Comment les fédéraux ont-ils finis par soupçonner l’existence d’un rapport entre Kenneth McGriff et Murder Inc ?
Remontons le temps. A son retour de prison McGriff décide de se reconvertir à moitié : il veut tourner un film basé sur « Crime Partners », un roman réaliste écrit par Donald Goines qui nous plonge au cœur du hustling des années 70. Il doit mener à bien son projet à l’aide de la société indépendante Picture Perfect Film Production. Sans surprise, Supreme se tourne vers Gotti pour lui demander de l’aide, sans tarder ce dernier lui trouve non seulement un réalisateur jeune et plein de ressources mais il lui file aussi ses artistes : Ja Rule, Charli Baltimore, Cadillac Tah pour incarner des petits rôles dans son film. Quant aux rôles principaux, on fait appel à Snoop, Ice-T and Tyrin Turner, tout ça pour un Straight-to-DVD que ni toi, ni moi, ne regarderons.
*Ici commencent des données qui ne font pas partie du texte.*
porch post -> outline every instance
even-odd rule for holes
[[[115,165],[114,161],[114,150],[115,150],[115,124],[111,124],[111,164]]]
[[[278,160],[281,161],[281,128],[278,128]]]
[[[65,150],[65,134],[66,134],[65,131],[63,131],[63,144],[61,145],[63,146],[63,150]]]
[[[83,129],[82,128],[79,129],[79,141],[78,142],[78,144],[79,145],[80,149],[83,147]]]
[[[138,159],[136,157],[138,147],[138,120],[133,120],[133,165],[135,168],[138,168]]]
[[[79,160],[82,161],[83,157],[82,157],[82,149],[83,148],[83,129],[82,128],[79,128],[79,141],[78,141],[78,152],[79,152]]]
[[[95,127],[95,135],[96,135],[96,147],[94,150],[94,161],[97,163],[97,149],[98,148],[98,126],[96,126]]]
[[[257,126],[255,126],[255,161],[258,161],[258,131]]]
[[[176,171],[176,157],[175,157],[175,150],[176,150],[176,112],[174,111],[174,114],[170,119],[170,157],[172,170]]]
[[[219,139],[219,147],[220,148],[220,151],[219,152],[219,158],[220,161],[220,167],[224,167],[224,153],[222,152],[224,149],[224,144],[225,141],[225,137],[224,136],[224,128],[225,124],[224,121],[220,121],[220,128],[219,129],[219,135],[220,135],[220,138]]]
Pour les fédéraux et la police de New York, Irv et Supreme sont clairement des partenaires dans le crime. Les autorités gèlent les comptes de Picture Perfect Films et arrêtent McGriff et le producteur du film Jon Ragin pour fraude à la carte de crédit. En épluchant leurs comptes, on trouve des choses étonnantes comme des virements de Murder Inc à hauteur de 500 000 dollars. Def Jam et Murder inc plaident leur cause : « Cet argent servait à produire la bande-son de Crime Partners, ni plus, ni moins. Malgré son passé notoire, Monsieur McGriff est un homme qui essaye désormais de vivre honnêtement » – Simels, avocat de Supreme McGriff
Pour que le FBI arrive à remonter jusqu’à cette conclusion, beaucoup soupçonnent que le premier indice fut lancé par 50 Cent, un jeune rappeur du Queens sur le come-up et accessoirement protégé de Jam Master Jay. L’archétype du rappeur qui a faim et qui est prêt à tout pour arriver à ses fins. Signé chez Colombia par Chris Lighty, 50 Cent sort enfin son premier album Power Of The Dollar, un disque où tout le monde en prend pour son grade, surtout Ja Rule. Jusque là tout va bien, sauf que sur cet album figure également le crucial « Ghetto Qu’ran », un titre qui coûtera cher à beaucoup de monde. En voulant se faire chroniqueur de la rue, 50 Cent est allé à l’encontre de l’éthique du ghetto qui veut qu’on ne détaille pas les exploits des drugs lords influents toujours en vie et en liberté. Et parmi eux, Supreme McGriff. Le jeune Curtis apporte un florilège de détails sur les pros de l’économie souterraine du Queens :
« See, niggas feared Prince and respected Preme
For all you slow motherfuckers, I’mma break it down iller
See, Preme was the business man and Prince was the killer »
Du petit lait pour la « Hip-Hop Police », une section spéciale de la police de New York moitié réelle moitié légende urbaine chargée de surveiller les faits et gestes des rappeurs les plus influents. Comme l’histoire l’a montré, 50 Cent a payé pour ses largesses en se faisant tirer à 9 reprises dans le poireau. Une chance pour lui. C’est le début de son mythe et de son histoire alors qu’en réalité il s’agissait surtout de faire taire une balance.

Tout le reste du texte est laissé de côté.